For example, specialist vendors will likely appeal to organizations with business processes pertaining to quintessential streaming data use cases such as stock trading, fraud detection, and e-commerce, as well as location, process, or health monitoring. Those with applications involving the industrial internet, the internet of things (IoT), edge computing, online advertising or adtech, web analytics, and financial markets may gravitate toward these solutions. For these use cases, data streaming is the principal means of ingesting data, messaging and event processing are the principal means for sharing data, and data streams are often the targets for landing the data.

The other types of vendors highlighted in this report offer streaming data capabilities within a wider ecosystem of product offerings, approaches, and methodologies. For instance, enterprise data management vendors incorporate their streaming data technologies alongside components for data quality, information governance, and data cataloging. With these solutions, streaming data tooling is simply one part of a larger framework.

Cloud vendors reviewed in this report tend to couple their streaming data services tightly with their offerings for storage, databases, and analytics applications. Data platform vendors typically ingrain their streaming data utility into tools for data lakes and ML. It’s essential for buyers to be aware of these differences in the way vendors position their streaming data solutions so they know how well those vendors will meet their requirements. Similarly, this foresight helps to prepare for specific use cases by revealing additional components with which organizations will need to integrate—as well as how to do it.

We review each data streaming platform included in this report against the same capabilities (key criteria) and non-functional requirements (evaluation metrics). Thus, despite the points of distinction in their viability for specific applications, these platforms are objectively reviewed in as much of an “apples-to-apples” comparison structure as is possible. How they measure up for specific organizations depends on those organizations’ use cases, their existing infrastructure, architecture of choice, and long-term and short-term goals.

This GigaOm Radar report highlights key streaming data platform vendors and equips IT decision-makers with the information needed to select the best fit for their business and use case requirements.

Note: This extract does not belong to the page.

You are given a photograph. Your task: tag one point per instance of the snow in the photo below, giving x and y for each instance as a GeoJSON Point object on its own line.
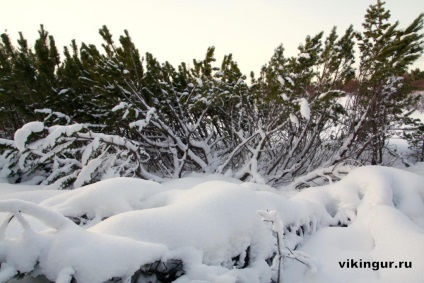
{"type": "Point", "coordinates": [305, 56]}
{"type": "Point", "coordinates": [305, 111]}
{"type": "Point", "coordinates": [22, 134]}
{"type": "Point", "coordinates": [219, 229]}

In the corresponding GigaOm report “Key Criteria for Evaluating Streaming Data Platforms,” we describe in more detail the key features and metrics that are used to evaluate vendors in this market.

How to Read this Report

This GigaOm report is one of a series of documents that helps IT organizations assess competing solutions in the context of well-defined features and criteria. For a fuller understanding, consider reviewing the following reports:

Key Criteria report: A detailed market sector analysis that assesses the impact that key product features and criteria have on top-line solution characteristics—such as scalability, performance, and TCO—that drive purchase decisions.

GigaOm Radar report: A forward-looking analysis that plots the relative value and progression of vendor solutions along multiple axes based on strategy and execution. The Radar report includes a breakdown of each vendor’s offering in the sector.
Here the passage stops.